Countrywide has named a senior businesswoman as chair of its controversial remuneration committee which was at the centre of a row last year over executive pay.
The new chair is to be Natalie Ceeney, who takes over the role today.
Ceeney currently leads an independent strategy consultancy practice and chairs a not-for-profit FinTech organisation, Innovate Finance.
After training as a consultant at McKinsey, Ceeney’s career has included being chief executive at three bodies - HM Courts and Tribunals Service, The Financial Ombudsman Service, and The National Archives. She has also been a member of HSBC’s UK executive team “leading digitally-enabled customer-focused change” according to Countrywide.
The role as chair of the remuneration committee shot into prominence last year when, according to Sky News, Ceeney’s predecessor - Cathy Turner - quit following a high profile investor rebellion over a Countrywide executive pay programme.
Under the programme, called the Absolute Growth Plan, Countrywide executive chairman Peter Long could have received stock worth well over £6m.

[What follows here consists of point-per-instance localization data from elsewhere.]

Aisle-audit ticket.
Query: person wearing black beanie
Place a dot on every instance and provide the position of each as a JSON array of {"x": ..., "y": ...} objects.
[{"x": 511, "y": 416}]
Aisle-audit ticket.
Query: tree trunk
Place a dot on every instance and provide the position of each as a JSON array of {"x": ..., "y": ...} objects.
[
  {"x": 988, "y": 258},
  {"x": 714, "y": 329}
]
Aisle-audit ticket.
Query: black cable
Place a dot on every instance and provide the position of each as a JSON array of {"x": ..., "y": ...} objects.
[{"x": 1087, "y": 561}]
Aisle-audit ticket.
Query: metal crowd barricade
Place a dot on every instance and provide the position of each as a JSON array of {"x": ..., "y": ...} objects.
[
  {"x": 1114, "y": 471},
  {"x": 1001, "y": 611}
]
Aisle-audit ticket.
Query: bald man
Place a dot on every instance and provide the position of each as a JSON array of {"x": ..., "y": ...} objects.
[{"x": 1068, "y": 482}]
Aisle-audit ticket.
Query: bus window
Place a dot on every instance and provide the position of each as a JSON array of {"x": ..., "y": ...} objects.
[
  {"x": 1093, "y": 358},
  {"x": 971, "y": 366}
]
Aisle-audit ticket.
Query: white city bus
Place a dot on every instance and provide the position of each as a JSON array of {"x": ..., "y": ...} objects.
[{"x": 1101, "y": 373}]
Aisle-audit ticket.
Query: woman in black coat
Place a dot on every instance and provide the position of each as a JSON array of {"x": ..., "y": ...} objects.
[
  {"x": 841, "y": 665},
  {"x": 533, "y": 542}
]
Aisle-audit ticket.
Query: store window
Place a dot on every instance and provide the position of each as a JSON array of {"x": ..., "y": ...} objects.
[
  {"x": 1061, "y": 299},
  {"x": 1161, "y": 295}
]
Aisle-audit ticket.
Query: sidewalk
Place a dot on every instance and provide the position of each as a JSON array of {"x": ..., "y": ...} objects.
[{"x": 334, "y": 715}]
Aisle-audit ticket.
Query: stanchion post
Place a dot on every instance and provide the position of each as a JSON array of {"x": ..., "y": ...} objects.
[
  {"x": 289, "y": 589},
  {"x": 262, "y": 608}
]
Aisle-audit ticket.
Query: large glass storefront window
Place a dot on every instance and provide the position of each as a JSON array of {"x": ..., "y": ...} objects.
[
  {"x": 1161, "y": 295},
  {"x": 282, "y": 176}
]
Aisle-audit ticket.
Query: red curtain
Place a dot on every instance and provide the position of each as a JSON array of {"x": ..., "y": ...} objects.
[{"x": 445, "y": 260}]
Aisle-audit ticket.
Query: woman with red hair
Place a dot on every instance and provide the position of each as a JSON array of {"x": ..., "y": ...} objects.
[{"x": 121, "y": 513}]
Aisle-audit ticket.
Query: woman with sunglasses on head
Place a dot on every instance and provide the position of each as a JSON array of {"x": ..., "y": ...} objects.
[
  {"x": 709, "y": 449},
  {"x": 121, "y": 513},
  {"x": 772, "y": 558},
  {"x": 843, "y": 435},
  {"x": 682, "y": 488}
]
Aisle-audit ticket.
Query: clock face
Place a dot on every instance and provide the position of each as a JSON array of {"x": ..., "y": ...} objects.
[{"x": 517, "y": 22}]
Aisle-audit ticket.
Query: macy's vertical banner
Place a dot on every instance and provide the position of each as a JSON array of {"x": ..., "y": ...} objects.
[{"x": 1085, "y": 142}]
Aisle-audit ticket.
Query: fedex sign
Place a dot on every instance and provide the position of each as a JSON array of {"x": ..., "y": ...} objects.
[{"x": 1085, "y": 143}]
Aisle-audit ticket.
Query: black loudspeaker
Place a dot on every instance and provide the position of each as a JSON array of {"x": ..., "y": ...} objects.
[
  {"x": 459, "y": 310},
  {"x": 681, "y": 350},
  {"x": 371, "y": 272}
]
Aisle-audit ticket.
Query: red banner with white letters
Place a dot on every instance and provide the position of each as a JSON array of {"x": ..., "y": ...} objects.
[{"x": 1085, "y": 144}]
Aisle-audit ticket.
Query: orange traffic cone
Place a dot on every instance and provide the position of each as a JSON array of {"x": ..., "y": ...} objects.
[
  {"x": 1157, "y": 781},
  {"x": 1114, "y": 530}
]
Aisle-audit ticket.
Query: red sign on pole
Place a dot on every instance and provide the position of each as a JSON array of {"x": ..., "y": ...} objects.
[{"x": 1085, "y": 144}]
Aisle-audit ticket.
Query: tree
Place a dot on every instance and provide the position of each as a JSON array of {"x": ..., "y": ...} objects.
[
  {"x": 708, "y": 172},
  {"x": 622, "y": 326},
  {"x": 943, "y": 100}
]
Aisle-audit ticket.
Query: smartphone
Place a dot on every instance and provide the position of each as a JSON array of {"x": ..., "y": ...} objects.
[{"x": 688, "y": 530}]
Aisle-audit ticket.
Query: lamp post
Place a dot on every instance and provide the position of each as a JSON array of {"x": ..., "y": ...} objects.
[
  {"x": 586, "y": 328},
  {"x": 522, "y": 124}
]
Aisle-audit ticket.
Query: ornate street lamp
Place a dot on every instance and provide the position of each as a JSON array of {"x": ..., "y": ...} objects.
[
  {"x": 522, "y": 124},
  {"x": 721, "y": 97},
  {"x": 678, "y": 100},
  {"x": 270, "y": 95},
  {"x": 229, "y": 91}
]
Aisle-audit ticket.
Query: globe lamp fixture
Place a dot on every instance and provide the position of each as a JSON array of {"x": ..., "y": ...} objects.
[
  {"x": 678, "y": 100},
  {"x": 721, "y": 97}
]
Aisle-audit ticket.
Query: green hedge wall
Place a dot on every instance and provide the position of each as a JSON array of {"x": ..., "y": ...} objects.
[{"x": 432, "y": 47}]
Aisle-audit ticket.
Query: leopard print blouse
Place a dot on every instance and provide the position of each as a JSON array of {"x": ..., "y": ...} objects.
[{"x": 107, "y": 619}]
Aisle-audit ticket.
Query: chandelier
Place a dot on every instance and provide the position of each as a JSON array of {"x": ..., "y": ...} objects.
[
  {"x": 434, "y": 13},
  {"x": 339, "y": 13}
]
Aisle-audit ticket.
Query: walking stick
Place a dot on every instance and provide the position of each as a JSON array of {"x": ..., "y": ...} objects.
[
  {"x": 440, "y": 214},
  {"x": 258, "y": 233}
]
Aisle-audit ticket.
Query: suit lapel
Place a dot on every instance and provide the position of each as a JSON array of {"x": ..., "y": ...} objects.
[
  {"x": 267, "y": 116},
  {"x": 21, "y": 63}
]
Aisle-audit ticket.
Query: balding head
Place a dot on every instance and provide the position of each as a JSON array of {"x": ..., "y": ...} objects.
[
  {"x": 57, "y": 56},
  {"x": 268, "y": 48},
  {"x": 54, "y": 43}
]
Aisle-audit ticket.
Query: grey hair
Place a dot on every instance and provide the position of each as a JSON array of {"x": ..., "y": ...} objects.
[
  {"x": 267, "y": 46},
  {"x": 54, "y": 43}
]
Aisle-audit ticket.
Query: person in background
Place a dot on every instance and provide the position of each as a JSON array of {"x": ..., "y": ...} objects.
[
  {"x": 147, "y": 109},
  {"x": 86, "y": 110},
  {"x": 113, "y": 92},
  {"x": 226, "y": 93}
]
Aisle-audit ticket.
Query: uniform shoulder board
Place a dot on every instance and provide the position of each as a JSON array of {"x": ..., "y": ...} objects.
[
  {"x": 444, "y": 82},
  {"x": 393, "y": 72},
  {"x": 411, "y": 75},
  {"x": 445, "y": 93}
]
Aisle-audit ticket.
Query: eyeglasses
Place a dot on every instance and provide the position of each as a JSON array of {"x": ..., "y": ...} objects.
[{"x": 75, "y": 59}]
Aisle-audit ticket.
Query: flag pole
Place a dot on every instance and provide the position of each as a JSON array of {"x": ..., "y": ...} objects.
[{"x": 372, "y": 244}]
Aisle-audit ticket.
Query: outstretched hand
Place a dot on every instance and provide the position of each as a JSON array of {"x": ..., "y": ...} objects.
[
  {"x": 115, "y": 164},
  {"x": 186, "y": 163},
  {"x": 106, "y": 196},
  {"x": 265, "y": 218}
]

Two other board executives - Paul Creffield, the group managing director, and chief financial officer Himanshu Raja - could have received shares valued at more than £8m and £7m respectively.
The deal quickly earned the name 'Countrywide Fat Cats' amongst agents working in branches.
However, Countrywide did a U-turn in the light of publicity about the incentive happening at the same time as its Back To Basics programme attempting to attract staff to return to the company.
Media reports suggest that Ridgeway Partners, a search firm, was asked to find a replacement for Turner, who had been on the group's board and chaired its remuneration committee since 2013; Turner finally stood down from the board yesterday, after the company AGM.
Yesterday Countrywide’s share price tumbled once again in the light of its trading statement warning of reduced revenue and profit, which it blamed on Brexit.
It closed almost eight per cent down at just 6.5p as investors reacted to news that the Countrywide group income in the first quarter of 2019 was £140.3m compared with £144.6m for the same period in 2018.
Countrywide had previously reported that for the first half of this year EBITDA - that’s earnings before interest, taxes, depreciation and amortisation - would be down by £3m to £5m. But now the company warns: “We anticipate that H1 adjusted EBITDA will now be around £5m lower year on year.”